“Parity is the word”, said Venkatesh Hariharan, at #NAMA: The Digital Future of Indic Languages, explaining that “If I use a device in English, we should make it as easy for anyone to use it in Hindi, Marathi, Gujarati. To arrive at that word, what are the things that need to be done at the back end? Some of the fundamental issues such as fonts are going away. Thankfully, one the good things is that Google has released some exceptionally high quality fonts in the public domain.”
Hariharan mentioned that the Indian government has invested Rs 50-60 crore in creating language resources – fonts, dictionaries, thesaurus, and OCR tools and technologies, and there is no real way of monetizing this. It needs to be open sourced, because they are not accessible to people outside government and academic institutions.
“A lot of those investments will become redundant very soon. If you look at the license of the fonts, you can download it for your use. The challenge is how many people download and install it? So far, computing in Indian languages is a niche product. There are only two categories of people who do this: the writers and publishers. The other is the hardcore maniac. There is a category of people who are early adopters, and they will install the fonts etc. Once you cross that group, there is a huge chasm, which it will take a huge effort to cross. Late adopters are not interested in fiddling around. It just has to work.”
There is a surge of hope, because of the BJP’s focus on the e-Bhasha project, which Hariharan believes is being given a mission mode status.
How to measure the success of government investment in Indic
Hariharan believes that “it is time to move from investing in technology to making sure it impacts the lives of millions. The government has done a great job of investing in fundamental technologies in translation and OCR, but they need to measure its success by how many people use it on a daily basis. We have to count it in millions of people. The need for this is going to become increasingly acute. The govt of India has published close to 9000 datasets, but no surprise that all of them are in English. People who know Indian languages will soon be second or third class citizens of the digital world. Is that the kind of future we want to build?”
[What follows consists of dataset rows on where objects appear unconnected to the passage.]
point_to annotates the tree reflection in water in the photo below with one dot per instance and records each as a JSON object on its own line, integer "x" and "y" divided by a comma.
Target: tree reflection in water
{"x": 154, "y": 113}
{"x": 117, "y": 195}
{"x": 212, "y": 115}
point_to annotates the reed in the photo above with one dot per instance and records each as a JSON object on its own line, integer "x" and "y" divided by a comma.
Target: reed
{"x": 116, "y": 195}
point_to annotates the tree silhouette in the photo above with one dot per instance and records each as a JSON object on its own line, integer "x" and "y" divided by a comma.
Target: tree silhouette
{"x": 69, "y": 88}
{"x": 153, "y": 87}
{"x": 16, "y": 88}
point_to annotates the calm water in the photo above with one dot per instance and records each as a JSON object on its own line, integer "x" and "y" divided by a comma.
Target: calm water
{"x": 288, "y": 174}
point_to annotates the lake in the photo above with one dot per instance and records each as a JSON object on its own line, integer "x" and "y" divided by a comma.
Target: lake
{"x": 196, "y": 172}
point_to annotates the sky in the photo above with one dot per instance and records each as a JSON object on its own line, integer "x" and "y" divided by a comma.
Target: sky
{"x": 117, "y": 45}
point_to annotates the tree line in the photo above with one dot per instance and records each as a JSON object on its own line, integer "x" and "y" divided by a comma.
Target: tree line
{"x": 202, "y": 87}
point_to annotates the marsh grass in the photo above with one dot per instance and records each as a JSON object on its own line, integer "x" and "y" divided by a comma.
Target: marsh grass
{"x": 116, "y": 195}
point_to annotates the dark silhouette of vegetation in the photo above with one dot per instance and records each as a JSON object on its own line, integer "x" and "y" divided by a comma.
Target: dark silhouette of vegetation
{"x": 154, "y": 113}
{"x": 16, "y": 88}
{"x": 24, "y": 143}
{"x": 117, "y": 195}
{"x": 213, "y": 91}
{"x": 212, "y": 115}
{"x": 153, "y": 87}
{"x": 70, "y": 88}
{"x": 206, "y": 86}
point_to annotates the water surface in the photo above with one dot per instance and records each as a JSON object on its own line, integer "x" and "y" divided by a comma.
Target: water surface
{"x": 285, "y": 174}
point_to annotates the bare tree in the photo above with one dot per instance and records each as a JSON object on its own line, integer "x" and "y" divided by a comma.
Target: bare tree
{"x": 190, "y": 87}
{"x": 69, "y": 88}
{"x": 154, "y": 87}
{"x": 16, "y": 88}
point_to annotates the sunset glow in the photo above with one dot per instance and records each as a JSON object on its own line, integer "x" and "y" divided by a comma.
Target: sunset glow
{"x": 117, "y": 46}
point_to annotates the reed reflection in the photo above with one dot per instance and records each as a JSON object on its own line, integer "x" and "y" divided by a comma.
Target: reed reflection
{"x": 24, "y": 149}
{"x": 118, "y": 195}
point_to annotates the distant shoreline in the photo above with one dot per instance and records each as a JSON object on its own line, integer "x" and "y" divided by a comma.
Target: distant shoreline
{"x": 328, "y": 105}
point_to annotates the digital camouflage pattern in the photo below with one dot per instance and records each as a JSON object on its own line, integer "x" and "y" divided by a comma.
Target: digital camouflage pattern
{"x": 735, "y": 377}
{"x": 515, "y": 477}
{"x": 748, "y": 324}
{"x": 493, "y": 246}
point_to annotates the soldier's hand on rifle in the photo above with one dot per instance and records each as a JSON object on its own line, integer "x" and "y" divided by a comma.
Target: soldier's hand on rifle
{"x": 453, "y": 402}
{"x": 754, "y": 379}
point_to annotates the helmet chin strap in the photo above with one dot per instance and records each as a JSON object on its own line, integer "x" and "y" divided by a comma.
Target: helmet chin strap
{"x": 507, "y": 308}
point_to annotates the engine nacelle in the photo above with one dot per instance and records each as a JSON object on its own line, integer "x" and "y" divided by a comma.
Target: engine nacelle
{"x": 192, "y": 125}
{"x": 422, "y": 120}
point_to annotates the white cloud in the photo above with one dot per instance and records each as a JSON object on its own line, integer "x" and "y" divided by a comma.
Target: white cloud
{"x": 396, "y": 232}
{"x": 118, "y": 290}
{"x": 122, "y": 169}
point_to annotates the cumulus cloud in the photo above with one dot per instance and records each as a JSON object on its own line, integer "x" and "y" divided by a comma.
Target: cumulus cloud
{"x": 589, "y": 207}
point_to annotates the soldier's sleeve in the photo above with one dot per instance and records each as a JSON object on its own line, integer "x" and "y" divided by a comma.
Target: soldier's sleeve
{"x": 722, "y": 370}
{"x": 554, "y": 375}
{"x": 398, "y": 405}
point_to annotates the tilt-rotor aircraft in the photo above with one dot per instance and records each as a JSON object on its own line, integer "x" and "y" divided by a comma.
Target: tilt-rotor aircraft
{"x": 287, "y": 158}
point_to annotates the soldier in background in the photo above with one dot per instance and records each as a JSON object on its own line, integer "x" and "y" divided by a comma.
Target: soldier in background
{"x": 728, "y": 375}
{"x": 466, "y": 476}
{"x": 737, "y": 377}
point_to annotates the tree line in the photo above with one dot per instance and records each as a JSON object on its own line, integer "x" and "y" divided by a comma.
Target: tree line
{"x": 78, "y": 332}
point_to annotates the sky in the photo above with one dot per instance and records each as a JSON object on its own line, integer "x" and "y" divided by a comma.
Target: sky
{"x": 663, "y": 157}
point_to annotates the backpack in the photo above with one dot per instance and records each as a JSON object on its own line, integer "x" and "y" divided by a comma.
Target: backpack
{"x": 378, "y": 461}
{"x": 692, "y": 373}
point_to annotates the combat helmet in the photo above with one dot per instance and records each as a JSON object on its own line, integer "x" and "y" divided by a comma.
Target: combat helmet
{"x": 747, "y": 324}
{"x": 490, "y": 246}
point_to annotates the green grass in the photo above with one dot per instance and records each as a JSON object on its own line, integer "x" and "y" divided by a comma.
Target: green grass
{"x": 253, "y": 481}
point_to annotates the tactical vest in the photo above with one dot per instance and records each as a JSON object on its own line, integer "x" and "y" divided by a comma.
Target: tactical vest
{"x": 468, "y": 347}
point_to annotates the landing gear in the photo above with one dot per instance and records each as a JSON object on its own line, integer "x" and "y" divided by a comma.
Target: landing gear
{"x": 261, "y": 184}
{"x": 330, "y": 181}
Summit Information Systems MD Rakesh Kapoor said he wants the government to look into five things:
1. Government should have a policy that they will not buy a device that is not localised in all Indian languages. They may not be able to enforce a policy of mandating that all devices should support Indic, but they themselves should not purchase any device that is not localised.
2. All government tenders should be published in Indic languages
3. All the e-governance should be done using a 3 language formula: state language, Hindi and English.
4. Government funded technology should be made open source
5. Any law that is not published in the language that I understand should not be applicable to me. If I dont understand the law, how can I abide by it?
He added that in most of the places where translation work has progressed, it has been done through proceedings of Parliament. “If the same thing can be done for Indian government Parliament proceedings, in parallel languages.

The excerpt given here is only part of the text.